Here is the context I've been using: 

«Губернаторам, градоначальникам, начальникам областей и губернским жандармским управлениям. По полученным в департаменте полиции сведениям, евреи посредством многочисленных подпольных организаций в настоящее время усиленно заняты революционною пропагандою, при чем, с целью возбуждения общего недовольства в России, они, помимо преступной агитации в войсках и крупных промышленных и заводских центрах Империи, а равно и подстрекательств к забастовкам, избрали еще два важных фактора — искусственное вздорожание предметов первой необходимости и исчезновение из обращения звонкой монеты. Исходя из тех соображений, что ни военные неудачи, ни революционная агитация не оказывают серьезного влияния на народные массы, революционеры и их вдохновители евреи, а также тайные сторонники Германии, намереваются вызвать общее недовольство и протест против войны путем голода и чрезмерного вздорожания жизненных продуктов. В этих видах злонамеренные коммерсанты несомненно скрывают товары, замедляют их доставку на места и, насколько возможно, задерживают разгрузку товаров на железнодорожных станциях. Благодаря недостатку звонкой монеты в обращении, евреи стремятся внушить населению недоверие к русским деньгам, обесценить таковые и заставить, таким образом, вкладчиков брать свои сбережения из государственных кредитных учреждений и сберегательных касс, а металлическую монету, как единственную якобы имеющую ценность, прятать. По поводу выпуска разменных марок евреи усиленно распространяют среди населения слухи, что русское правительство обанкротилось, так как не имеет металла даже для монет. Вместе с тем, еврейские агенты повсеместно скупают по повышенной цене серебряную и медную монету. По тем же сведениям, широкое участие евреев в описанной преступной деятельности, повидимому, объясняется стремлением их добиться отмены черты еврейской оседлости, так как и настоящий момент они считают наиболее благоприятным для достижения своих целей путем поддержания смуты в стране. Об изложенном департамент полиции сообщает вам для сведения. И. д. директора Кафафов. За делопроизводителя Броецкий.
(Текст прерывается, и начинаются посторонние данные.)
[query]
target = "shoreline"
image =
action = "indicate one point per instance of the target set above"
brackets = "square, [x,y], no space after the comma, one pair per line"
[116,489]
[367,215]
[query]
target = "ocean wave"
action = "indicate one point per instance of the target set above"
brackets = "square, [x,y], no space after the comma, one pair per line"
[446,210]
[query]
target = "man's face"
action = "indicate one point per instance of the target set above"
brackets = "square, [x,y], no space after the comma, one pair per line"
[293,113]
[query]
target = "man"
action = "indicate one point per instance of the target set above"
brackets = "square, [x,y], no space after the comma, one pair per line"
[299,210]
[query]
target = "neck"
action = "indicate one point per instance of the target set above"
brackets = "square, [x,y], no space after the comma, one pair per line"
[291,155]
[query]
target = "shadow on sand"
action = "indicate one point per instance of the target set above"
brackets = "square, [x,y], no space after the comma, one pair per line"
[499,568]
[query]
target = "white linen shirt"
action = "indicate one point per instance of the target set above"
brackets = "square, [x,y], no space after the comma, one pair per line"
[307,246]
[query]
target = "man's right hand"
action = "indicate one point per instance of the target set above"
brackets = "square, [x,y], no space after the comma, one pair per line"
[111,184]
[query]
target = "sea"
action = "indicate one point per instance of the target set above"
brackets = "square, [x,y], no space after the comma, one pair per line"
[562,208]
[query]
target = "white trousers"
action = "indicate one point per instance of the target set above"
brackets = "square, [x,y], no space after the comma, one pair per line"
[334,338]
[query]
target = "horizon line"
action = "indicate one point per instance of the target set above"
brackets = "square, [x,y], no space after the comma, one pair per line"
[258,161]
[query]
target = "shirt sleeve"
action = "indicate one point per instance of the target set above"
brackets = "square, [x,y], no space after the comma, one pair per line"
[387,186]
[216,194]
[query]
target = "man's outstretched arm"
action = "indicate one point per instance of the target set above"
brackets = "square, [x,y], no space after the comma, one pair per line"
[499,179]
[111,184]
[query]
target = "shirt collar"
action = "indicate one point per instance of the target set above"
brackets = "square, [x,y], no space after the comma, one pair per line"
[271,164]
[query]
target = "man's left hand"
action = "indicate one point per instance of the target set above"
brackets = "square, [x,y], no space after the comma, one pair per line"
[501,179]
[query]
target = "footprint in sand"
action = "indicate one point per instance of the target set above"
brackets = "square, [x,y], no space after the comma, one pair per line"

И. д. регистратора Виноградов»


----------



## nizzebro

Thank you MIDAV for the context;
To me it seems adequate: yes, they had selected two options they would create themselves later, but even if so, the options are anyway presented as _future factors of discontent _- that is, not its direct cause, but additional components that are to sum up and intensify the disorder.
Now I see that I missed an important point: a "factor" is never the main "engine", but only something additional.


----------



## Rosett

MIDAV said:


> the two factors mentioned in the police document are actually supposed to be created or at least actively promoted by the Jews themselves, which doesn’t align well with your quoted definitions and examples


Хотя бы и так. То ли он украл, то ли у него украли… согласно политическим аксиомам, от перемены мест слагаемых политическая сумма (результат - революция) не меняется.
Со словом _фактор_ в данном контексте всё в порядке: по факту, _фактор_ активно используется в рассматриваемом аспекте.


----------